Campbell: You share the sentiment of a lot of healthcare CIOs, in that they want to steer away from the boil the ocean approach, and instead address specific use cases. There are components that go into making use of the data, access being one of those, but also transforming the data into the format that’s needed and governance as well.
Andriola: One of the other things that is of benefit to us is that, as academic medical centers, we have a teaching and research component to our enterprise. Some of the insights provided help inform us about where we should be innovating more quickly, and where we should be doing pilots. Those pilots are leading us to work with different types of partners who support home centric care models, for instance. As such, population health is not just a way for us to manage care and dollars, it’s also a means for us to find where we need to energize the level of innovation.
About Tom Andriola
Tom Andriola joined the University of California in 2013 as vice president and chief information officer (CIO) for the system. He provides leadership across the university working closely with campus and healthcare leaders to explore opportunities for technology and innovation to enhance the UC mission of teaching, research, patient care, and public service.
Andriola brings over 25 years of experience as a global business and technology executive, having served as a business transformation leader for a multi-billion-dollar enterprise, a global CIO with staff around the world, and the first employee of a brand-new business.
Throughout his career Andriola has been a champion of change inside organizations, as well as a leader for innovation in the marketplace, having brought first-of-kind solutions to market and led the creation of several new businesses.

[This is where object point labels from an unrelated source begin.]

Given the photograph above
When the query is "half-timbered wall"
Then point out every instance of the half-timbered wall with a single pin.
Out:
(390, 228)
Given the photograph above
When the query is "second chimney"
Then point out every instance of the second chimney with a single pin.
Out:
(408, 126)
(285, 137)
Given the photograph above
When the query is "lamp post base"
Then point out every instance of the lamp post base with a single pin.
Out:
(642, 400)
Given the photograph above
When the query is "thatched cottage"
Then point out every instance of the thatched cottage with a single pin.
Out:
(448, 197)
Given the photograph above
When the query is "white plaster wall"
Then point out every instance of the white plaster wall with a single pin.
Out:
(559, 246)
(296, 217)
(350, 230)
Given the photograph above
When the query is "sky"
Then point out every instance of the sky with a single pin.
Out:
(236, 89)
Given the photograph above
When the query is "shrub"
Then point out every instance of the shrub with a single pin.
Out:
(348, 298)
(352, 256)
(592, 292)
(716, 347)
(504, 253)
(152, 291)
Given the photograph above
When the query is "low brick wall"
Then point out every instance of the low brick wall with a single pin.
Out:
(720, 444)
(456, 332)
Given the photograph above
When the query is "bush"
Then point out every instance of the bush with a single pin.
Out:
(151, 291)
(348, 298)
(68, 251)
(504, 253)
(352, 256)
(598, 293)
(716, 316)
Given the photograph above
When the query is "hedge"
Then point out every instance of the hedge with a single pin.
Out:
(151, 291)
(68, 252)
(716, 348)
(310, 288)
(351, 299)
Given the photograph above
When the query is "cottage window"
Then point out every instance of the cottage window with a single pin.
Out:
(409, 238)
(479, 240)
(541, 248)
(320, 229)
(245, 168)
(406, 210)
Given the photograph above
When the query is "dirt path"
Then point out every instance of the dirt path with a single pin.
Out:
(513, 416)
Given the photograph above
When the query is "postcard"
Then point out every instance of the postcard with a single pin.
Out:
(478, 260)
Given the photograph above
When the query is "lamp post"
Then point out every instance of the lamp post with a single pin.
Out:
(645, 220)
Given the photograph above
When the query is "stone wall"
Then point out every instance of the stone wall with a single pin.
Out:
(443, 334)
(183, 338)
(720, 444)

Andriola is active in higher education and healthcare associations and serves on several boards, including the Corporation for Education Network Initiatives in California (CENIC), OCHIN, the Pacific Research Platform, and the Risk Services Software Company.
With his background in technology and innovation, Mr. Andriola maintains relationships with UCSD’s California Institute for Telecommunications and Information Technology, UCSF’s Bakar Institute for Computational Health Sciences, UCSF’s Center for Digital Health Innovation, the UC Berkeley Haas School of Business. He is a sought-after speaker on a variety of technology topics in healthcare, higher education, and the changing CIO role.
Andriola holds a bachelor’s degree from The George Washington University, a master’s degree from the University of South Florida, and completed the Stanford Executive program.